One family member wrote of her determination to remain calm, “she was never more cool and collected than whilst confronting the flinty-hearted scoundrels”.

Helen described it as “vile, mad, crazy, imbecile conduct of the mad doctors here as also the matron, Mrs Leslie”. Helen alleged that the letters she sent were destroyed, although she made her own copies of each.

During her time there she wrote these letters which give us an insight into her mindset, and along with letters written by physicians, friends, and family, were copied and printed in 1863.

They possibly do not tell the whole story, however from what the archive centre can gather Helen firmly points the finger of blame at her eldest brother, Hugh Munro-Mackenzie of Ardross and Dundonnell.

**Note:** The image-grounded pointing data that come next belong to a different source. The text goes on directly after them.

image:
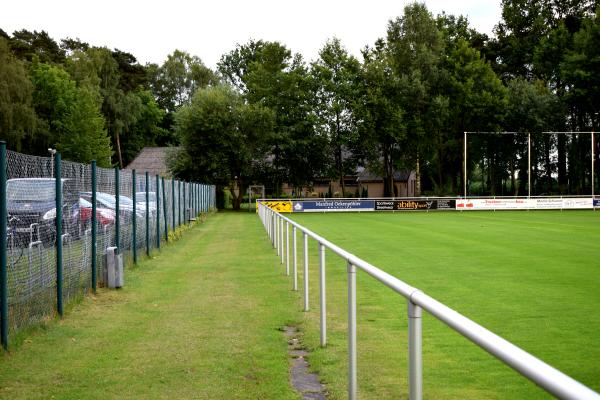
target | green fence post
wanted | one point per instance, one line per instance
(134, 218)
(58, 222)
(94, 229)
(117, 212)
(158, 211)
(165, 212)
(147, 213)
(3, 249)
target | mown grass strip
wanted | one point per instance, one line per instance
(201, 320)
(531, 277)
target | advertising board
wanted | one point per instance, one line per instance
(279, 205)
(545, 203)
(333, 205)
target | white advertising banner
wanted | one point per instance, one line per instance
(546, 203)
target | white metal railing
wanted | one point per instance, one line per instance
(547, 377)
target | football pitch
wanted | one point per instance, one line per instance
(531, 277)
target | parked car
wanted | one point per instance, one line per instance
(31, 206)
(140, 198)
(107, 200)
(104, 216)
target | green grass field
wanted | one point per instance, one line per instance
(202, 319)
(531, 277)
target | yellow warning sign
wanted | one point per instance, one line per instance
(279, 206)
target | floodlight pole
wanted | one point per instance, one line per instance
(465, 167)
(528, 165)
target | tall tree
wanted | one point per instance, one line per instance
(223, 139)
(28, 45)
(84, 137)
(270, 76)
(175, 82)
(70, 118)
(415, 46)
(17, 116)
(381, 125)
(336, 75)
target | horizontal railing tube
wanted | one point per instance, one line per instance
(545, 376)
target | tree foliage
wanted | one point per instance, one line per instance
(223, 139)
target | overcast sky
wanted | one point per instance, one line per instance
(151, 29)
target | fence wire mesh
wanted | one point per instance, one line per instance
(31, 227)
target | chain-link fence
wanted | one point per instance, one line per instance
(52, 255)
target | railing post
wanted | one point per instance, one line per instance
(276, 238)
(287, 248)
(157, 212)
(165, 211)
(134, 218)
(117, 212)
(173, 200)
(322, 297)
(295, 263)
(3, 250)
(306, 308)
(148, 213)
(415, 357)
(94, 229)
(273, 231)
(281, 236)
(58, 222)
(352, 380)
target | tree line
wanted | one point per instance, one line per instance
(267, 116)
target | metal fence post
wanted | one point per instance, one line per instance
(3, 250)
(148, 213)
(117, 212)
(295, 259)
(173, 200)
(134, 219)
(94, 229)
(281, 238)
(157, 212)
(305, 271)
(58, 222)
(272, 220)
(323, 301)
(276, 238)
(287, 248)
(165, 212)
(352, 381)
(415, 357)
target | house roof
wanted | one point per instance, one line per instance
(153, 160)
(369, 176)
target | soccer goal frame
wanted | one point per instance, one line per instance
(255, 189)
(592, 133)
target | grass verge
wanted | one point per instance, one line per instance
(201, 320)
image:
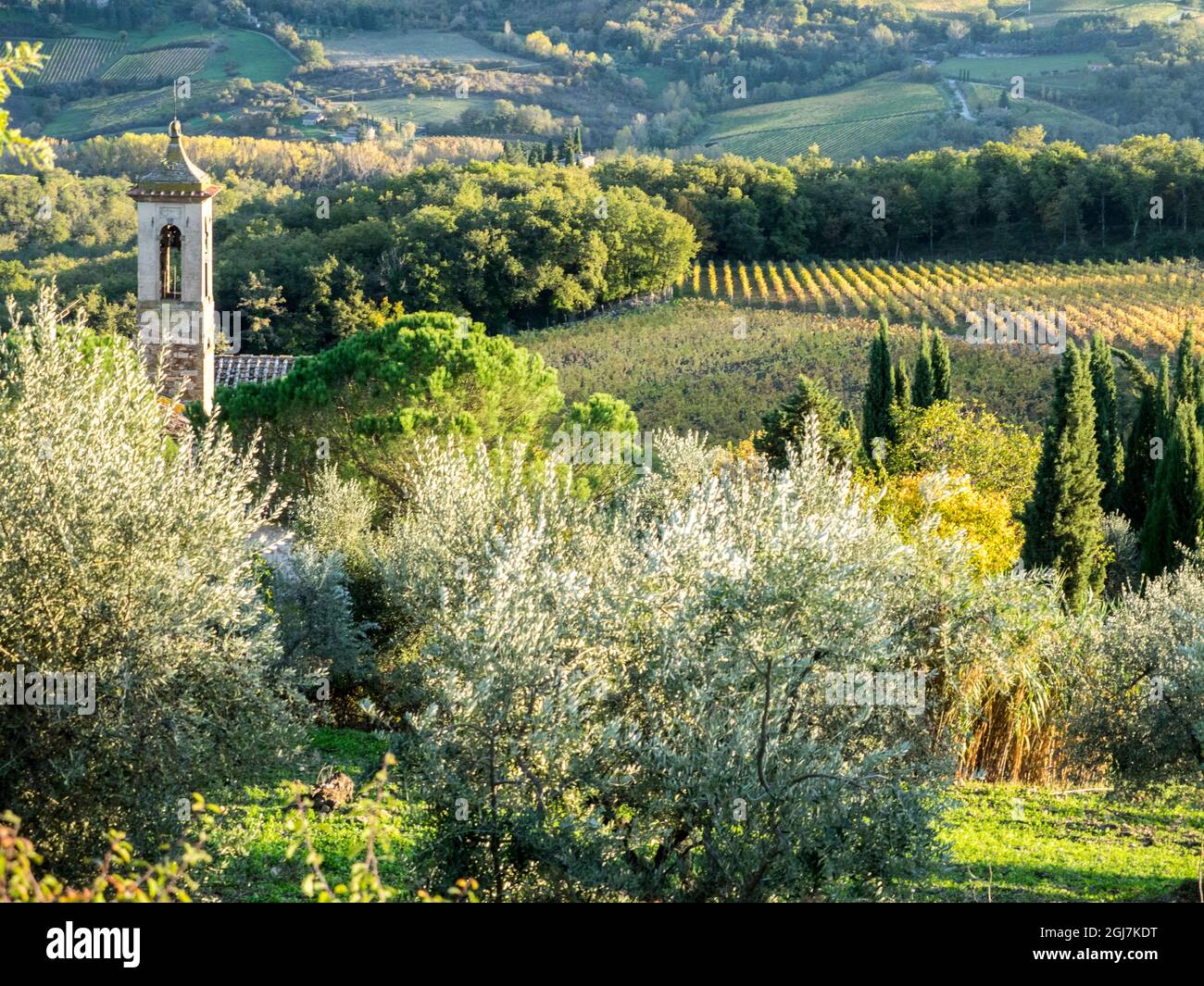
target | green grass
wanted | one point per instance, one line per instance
(382, 47)
(232, 53)
(429, 109)
(1060, 123)
(253, 56)
(165, 63)
(1046, 12)
(861, 120)
(1018, 844)
(679, 366)
(1002, 842)
(73, 59)
(249, 842)
(121, 112)
(1064, 71)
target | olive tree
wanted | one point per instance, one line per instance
(124, 559)
(636, 702)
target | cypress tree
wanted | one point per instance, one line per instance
(785, 425)
(903, 387)
(1163, 405)
(1199, 393)
(1139, 460)
(875, 414)
(942, 372)
(1176, 508)
(1185, 366)
(922, 389)
(1108, 438)
(1063, 519)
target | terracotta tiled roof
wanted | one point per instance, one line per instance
(176, 175)
(232, 371)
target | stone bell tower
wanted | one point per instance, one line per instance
(176, 273)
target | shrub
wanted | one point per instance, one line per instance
(629, 705)
(125, 559)
(1140, 704)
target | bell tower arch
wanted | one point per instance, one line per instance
(176, 320)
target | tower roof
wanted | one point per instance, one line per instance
(176, 176)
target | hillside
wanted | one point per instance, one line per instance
(696, 365)
(858, 121)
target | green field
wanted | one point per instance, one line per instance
(72, 59)
(1064, 71)
(856, 121)
(207, 56)
(424, 109)
(165, 63)
(1023, 845)
(1003, 842)
(382, 47)
(120, 112)
(1046, 12)
(249, 55)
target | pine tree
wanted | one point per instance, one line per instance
(1176, 507)
(1108, 438)
(785, 425)
(942, 371)
(1063, 520)
(922, 390)
(1185, 366)
(1139, 460)
(875, 414)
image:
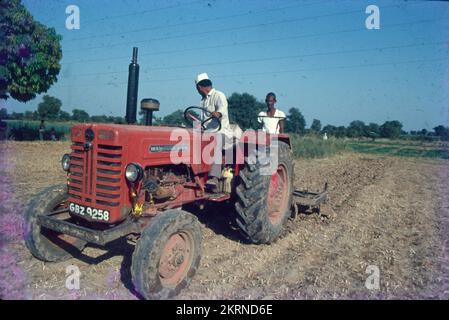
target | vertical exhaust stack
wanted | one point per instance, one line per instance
(148, 106)
(133, 86)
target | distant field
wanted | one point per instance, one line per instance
(402, 148)
(29, 129)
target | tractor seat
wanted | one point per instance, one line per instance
(235, 133)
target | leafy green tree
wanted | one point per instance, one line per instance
(49, 108)
(442, 132)
(295, 122)
(29, 53)
(64, 116)
(80, 115)
(340, 132)
(17, 115)
(329, 129)
(316, 126)
(356, 129)
(3, 114)
(391, 129)
(372, 131)
(31, 115)
(244, 109)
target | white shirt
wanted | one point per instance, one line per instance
(216, 101)
(271, 124)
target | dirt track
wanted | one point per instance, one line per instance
(389, 212)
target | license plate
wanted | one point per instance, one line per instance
(95, 214)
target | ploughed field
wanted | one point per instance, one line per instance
(389, 214)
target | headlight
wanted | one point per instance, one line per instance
(133, 172)
(65, 162)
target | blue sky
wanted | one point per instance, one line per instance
(315, 55)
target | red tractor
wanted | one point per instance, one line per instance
(122, 182)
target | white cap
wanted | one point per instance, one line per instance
(201, 77)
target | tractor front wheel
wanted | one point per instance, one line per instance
(45, 244)
(167, 254)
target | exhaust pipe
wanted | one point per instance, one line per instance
(133, 85)
(148, 106)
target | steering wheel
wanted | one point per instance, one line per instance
(189, 116)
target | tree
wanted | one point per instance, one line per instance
(244, 109)
(64, 116)
(391, 129)
(442, 132)
(80, 115)
(49, 108)
(356, 129)
(3, 114)
(31, 115)
(340, 132)
(29, 53)
(329, 129)
(316, 126)
(295, 122)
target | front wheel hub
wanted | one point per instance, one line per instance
(176, 258)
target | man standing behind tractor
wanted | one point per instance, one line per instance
(41, 130)
(272, 121)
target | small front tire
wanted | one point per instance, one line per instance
(167, 255)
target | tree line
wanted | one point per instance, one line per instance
(243, 110)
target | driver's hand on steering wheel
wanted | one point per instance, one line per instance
(216, 114)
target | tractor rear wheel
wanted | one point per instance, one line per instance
(264, 201)
(167, 254)
(45, 244)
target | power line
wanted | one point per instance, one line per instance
(134, 13)
(194, 22)
(141, 12)
(252, 60)
(222, 30)
(275, 72)
(235, 44)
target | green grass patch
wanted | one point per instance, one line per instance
(316, 147)
(401, 148)
(26, 130)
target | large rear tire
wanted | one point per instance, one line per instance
(167, 255)
(264, 201)
(45, 244)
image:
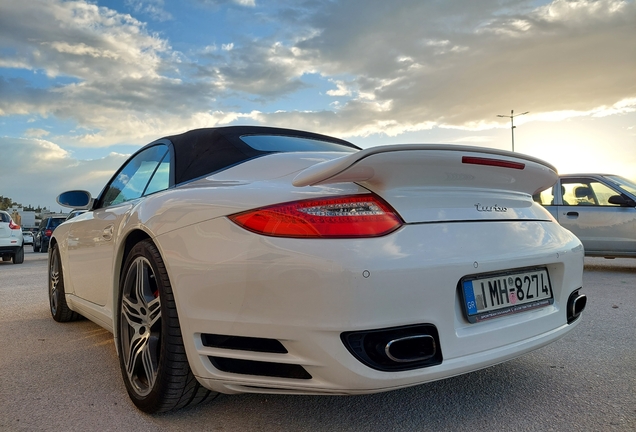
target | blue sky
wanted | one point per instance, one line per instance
(85, 83)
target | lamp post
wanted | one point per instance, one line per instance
(512, 125)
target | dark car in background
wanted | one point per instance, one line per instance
(43, 234)
(600, 209)
(11, 239)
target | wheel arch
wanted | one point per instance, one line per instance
(132, 238)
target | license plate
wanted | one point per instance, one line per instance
(495, 295)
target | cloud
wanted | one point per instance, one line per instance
(396, 67)
(153, 8)
(39, 170)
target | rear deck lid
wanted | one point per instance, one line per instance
(432, 183)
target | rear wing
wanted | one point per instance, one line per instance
(433, 165)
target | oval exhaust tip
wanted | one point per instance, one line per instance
(411, 348)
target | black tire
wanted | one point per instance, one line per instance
(152, 357)
(18, 257)
(57, 300)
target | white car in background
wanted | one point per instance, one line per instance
(263, 260)
(28, 237)
(11, 240)
(600, 209)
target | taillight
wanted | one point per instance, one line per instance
(342, 217)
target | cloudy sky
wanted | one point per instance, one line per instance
(83, 84)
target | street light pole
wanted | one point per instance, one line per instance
(512, 125)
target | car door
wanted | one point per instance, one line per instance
(603, 228)
(94, 237)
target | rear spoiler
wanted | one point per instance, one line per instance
(416, 165)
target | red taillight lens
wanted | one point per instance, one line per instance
(493, 162)
(343, 217)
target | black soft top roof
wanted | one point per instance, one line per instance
(200, 152)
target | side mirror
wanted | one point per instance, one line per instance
(75, 199)
(622, 201)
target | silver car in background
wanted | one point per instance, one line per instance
(600, 209)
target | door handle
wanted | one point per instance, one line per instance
(108, 232)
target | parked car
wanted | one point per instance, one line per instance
(255, 259)
(600, 209)
(43, 234)
(28, 237)
(74, 213)
(11, 239)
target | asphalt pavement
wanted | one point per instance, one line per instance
(65, 377)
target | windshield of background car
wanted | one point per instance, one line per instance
(282, 143)
(623, 184)
(55, 222)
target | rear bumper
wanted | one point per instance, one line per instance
(10, 249)
(306, 293)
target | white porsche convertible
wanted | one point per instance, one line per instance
(256, 259)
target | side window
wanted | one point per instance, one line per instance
(602, 193)
(130, 183)
(545, 197)
(161, 178)
(586, 192)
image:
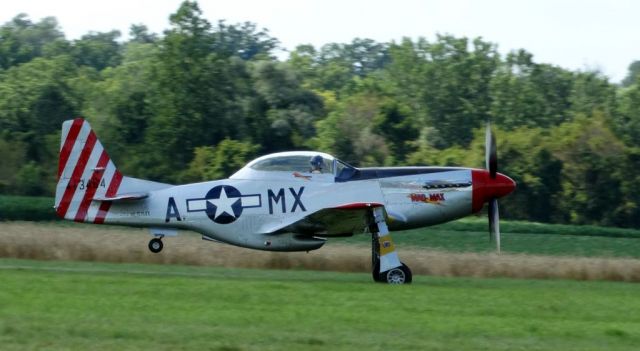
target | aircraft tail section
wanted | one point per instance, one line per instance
(88, 180)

“Could he have orchestrated the kidnap and incarceration of his own widowed sister, in the prospect of benefitting financially from her estate?” asked centre archivist Jennifer Johnstone. “In a letter she wrote to Hugh she said she did not have the words to “express the disgust and abhorrence [she felt] in being obliged to address so debased, unprincipled, unfeeling a brute.”

Helen was eventually freed from the asylum after at least 20 months held against her will.

“Whether the justice she sought was ever served is unclear from the documents we hold here, although the letters survive to tell her version of events,” added Ms Johnstone. “Helen Mackenzie-Ross lived to the age of 75, dying in 1887 in Dunoon, where she stayed in her later years.”